GPU, behaves like a co-processor or a DSP chip. It has no OS, no string support, and runs its own memory. Most of the available libraries are built for host instead of device i.e. to initiate calls from CPU into GPU but not the other way around. So, to be interactive, a memory manager, IO, and syncing with CPU are things needed to be had. It's pretty much like creating a Forth from scratch for a new processor as in the old days.

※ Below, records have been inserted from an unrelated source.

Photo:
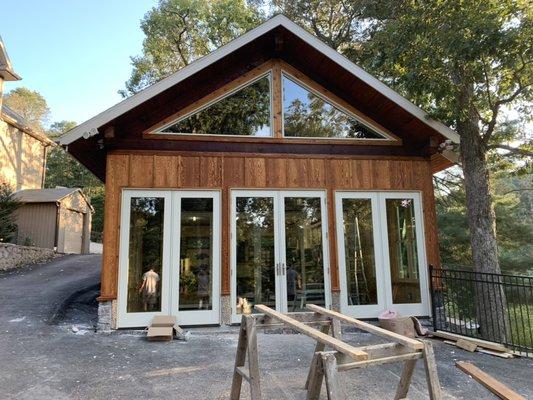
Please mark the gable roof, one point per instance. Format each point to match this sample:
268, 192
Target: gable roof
90, 127
6, 69
52, 195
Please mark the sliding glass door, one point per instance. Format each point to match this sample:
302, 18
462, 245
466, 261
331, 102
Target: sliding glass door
381, 253
278, 250
195, 280
169, 262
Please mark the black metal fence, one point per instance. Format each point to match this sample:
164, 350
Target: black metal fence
493, 307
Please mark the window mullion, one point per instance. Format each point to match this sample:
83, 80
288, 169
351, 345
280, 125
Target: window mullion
277, 99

Since GPUs have good compiler support nowadays and I've ported the latest eForth to lambda-based in C++, pretty much all words can be transferred straight forward. However, having FP32 or float32 as my basic data unit, so later I can morph them to FP16, or even fixed-point, there are some small stuffs such as addressing and logic ops that require some attention.
The codebase will be in C for my own understanding of the multi-trip data flows. In the future, the class/methods implementation can come back to Forth in the form of loadable blocks so maintainability and extensibility can be utilized as other self-hosting systems. It would be amusing to find someone brave enough to work the NVVM IR or even PTX assembly into a Forth that resides on GPU micro-cores in the fashion of GreenArray, or to forge an FPGA doing similar kind of things.
In the end, languages don't really matter. It's the problem they solve. Having an interactive Forth in GPU does not mean a lot by itself. However by adding vector, matrix, linear algebra support with a breath of APL's massively parallel from GPUs. Neural Network tensor ops with backprop following the path from Numpy to PyTorch, plus the cleanness of Forth, it can be useful one day, hopefully!